In terms of individuals’ perception of public and private institutions and the general public, these variables are positively correlated with each other, as seen in the model. This indicates that the three move in the same direction, i.e., if a person has a poor perception of private institutions, they will also have a poor perception of public institutions and of the general public. The variables that have the highest correlation with each other are the perception that individuals have of the general public and the individual’s behavior toward the environment, with a positive correlation of 0.191.
If we combine this correlation analysis with the factorial analysis, we can develop many potential scenarios. In the next section, we will highlight the three most common scenarios that influence willingness to collaborate.
Scenario 1
If a person has knowledge about environmental issues, they will more readily agree with social norms such as buying high-quality products that do not harm the environment, buying firewood from legally established venders, and even reducing their use of firewood. They will also express favorable behaviors toward the environment, i.e., they will take the necessary precautions avoid contaminating, they will donate money to pro-environmentalist institutions, and they will not litter or burn dry leaves. Having a favorable behavior towards the environment leads a person to have a positive perception of social responsibility and a positive image of the general public and public and private companies. Finally, from favorable behavior, a person also adopts a favorable attitude toward the environment and, thus, is more willing to work together with neighbors and to find out the origins and level of moisture in the wood they buy to heat their homes.

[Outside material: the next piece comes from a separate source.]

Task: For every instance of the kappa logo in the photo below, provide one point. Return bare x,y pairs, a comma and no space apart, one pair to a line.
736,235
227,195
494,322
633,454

All of these characteristics and interrelations lead the person to be more willing to collaborate with the certified firewood project, and, therefore, the likelihood that they respond in protest are dramatically reduced.
Scenario 2
If a person has knowledge of environmental issues, they will have a positive attitude towards the environment. They will be willing to work together with neighbors and will take into consideration the moisture content and origins of the firewood they use to heat their home. In effect, this positive attitude will lead the person to have a higher willingness to participate in the project and a lower likelihood of protest responses.
Scenario 3
If a person has knowledge about environmental issues, they will express less satisfaction with the current state of the environment and, therefore, will be more willing to move away from the area in which they are living. Less satisfaction with the current environment translates into a positive attitude toward the environment since people in favor of achieving high satisfaction will be more willing to work together with neighbors and more likely to concern themselves with the origins and moisture level of the firewood they use. This group of interrelated factors will lead the individual to be more willing to collaborate monetarily with the project.
Conclusions
Considering that knowledge is directly correlated with social norms and satisfaction, and these are also directly related with individuals’ attitudes and behaviors toward the environment, we believe it is possible to increase favorable environmental behaviors in individuals by increasing their knowledge of environmental issues. We suggest that the population should be provided with more information about the current environmental situation in their city. In the case of our study, that would mean more information on air pollution. With an increase in knowledge, the population might become more conscious of the problem and behave in more positive ways, paving the way for decontamination programs like the one outlined in this study.